Moreover, the extension to $h-RG^+$ (described in Section 3.3) offers a flexibility to tackle several non-smooth machine learning problems, including for example RELU activation, $\ell_1$ or TV regularization, etc. As specific methods have often been designed for those problems, our approach does not bring a systematic improvement, and we thus focused on providing a thorough analysis of optimization on the $QG^+$ class. Yet, we believe it paves the way for adaptive methods that could do so.
As an example, the classical TV-$L_2$ denoising problem, which combines a term with quadratic growth with a non-smooth (even at the optimum) term, is neither Lipschitz nor smooth, but belongs to our class $h-RG^+$, with $h: z \mapsto M \sqrt{z}+\frac{L z}{2}$ (Remark 3.2 and Theorem 3.3, item 3). Moreover, note that our Algorithm 3 is adaptive and optimal for both the class of $QG^+(L)$ functions, and the class of $M$-Lipschitz continuous ones.
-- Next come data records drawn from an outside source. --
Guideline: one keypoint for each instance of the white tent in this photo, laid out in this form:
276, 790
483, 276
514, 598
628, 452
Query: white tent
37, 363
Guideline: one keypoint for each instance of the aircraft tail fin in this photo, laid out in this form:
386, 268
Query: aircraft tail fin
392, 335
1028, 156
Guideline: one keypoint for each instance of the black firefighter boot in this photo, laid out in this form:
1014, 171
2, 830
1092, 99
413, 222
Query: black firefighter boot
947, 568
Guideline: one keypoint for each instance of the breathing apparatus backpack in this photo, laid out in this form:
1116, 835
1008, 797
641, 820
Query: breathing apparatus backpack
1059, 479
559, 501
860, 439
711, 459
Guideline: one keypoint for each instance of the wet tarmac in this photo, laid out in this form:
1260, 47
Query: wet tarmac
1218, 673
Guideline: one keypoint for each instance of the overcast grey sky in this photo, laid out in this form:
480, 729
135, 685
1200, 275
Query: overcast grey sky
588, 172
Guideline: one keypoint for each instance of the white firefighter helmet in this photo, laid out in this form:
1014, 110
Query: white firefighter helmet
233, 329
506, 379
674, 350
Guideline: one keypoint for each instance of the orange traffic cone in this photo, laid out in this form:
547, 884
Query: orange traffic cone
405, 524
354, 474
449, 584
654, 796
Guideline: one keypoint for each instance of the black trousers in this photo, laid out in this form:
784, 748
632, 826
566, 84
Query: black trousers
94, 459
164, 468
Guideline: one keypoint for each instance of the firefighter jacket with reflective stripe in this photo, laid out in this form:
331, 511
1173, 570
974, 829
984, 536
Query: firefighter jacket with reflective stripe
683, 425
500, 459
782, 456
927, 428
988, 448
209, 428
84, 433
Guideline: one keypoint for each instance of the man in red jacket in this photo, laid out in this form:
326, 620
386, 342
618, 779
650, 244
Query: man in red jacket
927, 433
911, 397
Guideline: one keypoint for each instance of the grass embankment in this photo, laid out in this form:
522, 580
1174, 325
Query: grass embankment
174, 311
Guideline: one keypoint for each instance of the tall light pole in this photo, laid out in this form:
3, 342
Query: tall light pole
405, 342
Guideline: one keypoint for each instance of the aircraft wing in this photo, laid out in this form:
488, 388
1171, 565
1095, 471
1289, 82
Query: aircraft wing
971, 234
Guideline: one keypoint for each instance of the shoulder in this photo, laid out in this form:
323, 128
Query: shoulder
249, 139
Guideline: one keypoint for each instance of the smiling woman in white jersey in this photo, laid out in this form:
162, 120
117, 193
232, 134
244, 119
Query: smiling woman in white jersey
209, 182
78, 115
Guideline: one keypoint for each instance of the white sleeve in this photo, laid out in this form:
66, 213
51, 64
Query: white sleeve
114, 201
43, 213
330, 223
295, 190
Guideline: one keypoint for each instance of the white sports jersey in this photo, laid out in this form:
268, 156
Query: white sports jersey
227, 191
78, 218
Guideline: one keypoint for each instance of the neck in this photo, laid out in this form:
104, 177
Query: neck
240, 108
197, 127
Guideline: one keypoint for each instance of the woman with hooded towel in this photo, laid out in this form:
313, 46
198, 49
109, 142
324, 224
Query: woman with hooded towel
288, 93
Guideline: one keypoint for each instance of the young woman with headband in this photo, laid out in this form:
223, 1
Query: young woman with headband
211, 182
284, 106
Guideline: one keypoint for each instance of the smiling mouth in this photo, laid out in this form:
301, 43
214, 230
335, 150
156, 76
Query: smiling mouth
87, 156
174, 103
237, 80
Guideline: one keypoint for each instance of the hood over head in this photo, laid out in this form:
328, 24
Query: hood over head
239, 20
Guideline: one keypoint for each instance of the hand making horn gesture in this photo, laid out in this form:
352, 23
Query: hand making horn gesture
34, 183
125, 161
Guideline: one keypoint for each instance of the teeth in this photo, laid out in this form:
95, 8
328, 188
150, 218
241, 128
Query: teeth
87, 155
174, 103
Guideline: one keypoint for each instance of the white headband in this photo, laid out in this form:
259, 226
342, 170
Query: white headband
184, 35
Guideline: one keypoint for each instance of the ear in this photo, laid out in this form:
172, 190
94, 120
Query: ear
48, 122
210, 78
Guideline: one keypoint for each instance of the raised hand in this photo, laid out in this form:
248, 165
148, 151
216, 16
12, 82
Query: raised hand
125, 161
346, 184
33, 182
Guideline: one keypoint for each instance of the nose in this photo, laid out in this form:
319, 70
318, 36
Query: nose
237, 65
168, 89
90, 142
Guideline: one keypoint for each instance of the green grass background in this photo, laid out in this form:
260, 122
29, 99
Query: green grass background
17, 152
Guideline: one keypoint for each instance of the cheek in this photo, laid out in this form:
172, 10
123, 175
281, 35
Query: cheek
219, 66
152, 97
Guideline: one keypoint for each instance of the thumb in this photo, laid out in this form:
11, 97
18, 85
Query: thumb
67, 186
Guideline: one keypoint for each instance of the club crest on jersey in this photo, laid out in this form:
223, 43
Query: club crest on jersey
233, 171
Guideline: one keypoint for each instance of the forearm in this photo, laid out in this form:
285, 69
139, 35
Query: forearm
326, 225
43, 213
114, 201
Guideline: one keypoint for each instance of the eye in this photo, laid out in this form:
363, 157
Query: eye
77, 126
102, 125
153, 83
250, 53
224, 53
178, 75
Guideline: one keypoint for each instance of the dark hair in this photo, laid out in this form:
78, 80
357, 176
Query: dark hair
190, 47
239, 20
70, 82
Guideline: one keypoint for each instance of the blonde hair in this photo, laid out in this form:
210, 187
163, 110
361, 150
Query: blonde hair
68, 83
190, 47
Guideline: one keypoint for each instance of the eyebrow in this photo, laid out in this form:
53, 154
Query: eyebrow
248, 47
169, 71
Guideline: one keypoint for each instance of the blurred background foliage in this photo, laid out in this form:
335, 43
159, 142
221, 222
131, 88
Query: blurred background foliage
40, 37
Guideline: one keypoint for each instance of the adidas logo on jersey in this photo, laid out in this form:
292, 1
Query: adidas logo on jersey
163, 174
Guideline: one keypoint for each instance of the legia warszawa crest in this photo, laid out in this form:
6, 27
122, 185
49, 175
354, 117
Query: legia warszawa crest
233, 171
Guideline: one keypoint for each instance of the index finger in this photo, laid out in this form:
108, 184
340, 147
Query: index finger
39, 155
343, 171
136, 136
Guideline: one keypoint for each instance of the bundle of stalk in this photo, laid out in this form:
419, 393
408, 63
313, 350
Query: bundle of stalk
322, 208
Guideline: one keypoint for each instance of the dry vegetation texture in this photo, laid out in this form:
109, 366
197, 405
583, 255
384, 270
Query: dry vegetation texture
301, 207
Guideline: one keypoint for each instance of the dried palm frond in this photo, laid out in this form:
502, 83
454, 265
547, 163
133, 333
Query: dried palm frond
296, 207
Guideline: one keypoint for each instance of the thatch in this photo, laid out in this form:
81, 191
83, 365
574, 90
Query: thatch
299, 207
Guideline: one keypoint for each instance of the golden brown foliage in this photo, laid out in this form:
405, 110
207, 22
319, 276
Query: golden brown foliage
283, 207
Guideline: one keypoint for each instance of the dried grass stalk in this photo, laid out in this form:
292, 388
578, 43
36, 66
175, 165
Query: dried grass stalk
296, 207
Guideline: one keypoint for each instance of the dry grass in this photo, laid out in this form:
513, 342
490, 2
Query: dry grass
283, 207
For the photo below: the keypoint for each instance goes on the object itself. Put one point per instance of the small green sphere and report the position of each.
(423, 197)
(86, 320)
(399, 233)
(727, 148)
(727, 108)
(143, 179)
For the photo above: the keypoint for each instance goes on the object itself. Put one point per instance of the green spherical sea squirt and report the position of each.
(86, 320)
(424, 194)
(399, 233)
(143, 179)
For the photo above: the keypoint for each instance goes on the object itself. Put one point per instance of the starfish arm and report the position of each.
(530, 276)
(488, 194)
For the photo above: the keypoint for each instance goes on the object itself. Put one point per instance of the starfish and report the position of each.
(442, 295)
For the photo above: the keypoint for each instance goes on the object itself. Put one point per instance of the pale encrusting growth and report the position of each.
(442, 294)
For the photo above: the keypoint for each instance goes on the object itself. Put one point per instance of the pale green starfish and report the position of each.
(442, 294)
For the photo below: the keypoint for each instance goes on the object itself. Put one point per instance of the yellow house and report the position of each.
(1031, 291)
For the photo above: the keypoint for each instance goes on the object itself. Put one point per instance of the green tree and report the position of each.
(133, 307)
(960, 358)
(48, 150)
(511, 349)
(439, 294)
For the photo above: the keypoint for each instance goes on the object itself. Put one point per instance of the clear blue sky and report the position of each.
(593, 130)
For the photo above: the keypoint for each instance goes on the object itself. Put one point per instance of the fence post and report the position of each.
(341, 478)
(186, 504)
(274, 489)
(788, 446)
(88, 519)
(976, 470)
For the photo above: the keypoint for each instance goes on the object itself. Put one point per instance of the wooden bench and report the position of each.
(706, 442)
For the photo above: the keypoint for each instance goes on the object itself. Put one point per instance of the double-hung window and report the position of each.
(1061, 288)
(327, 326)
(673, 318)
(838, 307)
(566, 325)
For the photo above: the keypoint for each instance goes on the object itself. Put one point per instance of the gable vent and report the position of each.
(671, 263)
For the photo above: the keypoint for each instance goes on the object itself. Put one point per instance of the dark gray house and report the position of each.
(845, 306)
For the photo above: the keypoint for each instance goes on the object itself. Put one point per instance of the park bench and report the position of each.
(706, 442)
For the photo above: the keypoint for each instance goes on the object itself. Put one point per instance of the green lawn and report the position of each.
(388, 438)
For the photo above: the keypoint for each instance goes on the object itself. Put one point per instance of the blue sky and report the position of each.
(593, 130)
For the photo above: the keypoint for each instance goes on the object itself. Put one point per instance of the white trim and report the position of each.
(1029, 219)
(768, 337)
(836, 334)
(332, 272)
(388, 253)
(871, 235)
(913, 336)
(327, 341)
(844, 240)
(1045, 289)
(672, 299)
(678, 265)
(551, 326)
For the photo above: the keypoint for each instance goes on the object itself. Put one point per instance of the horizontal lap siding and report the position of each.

Extending our analysis to obtain an adaptive algorithm for $h-RG^+$, which is left as an open direction, would efficiently tackle TV-$L_2$ type problems in a parameter-free way.
We thank the reviewer again and hope that our answers clarify the corresponding points / resolve their concerns. We would be happy to provide further insights in case we misunderstood a question or would the reviewer have any other remaining question. In case our answers are found convincing enough, we would be happy if the reviewer could update their score.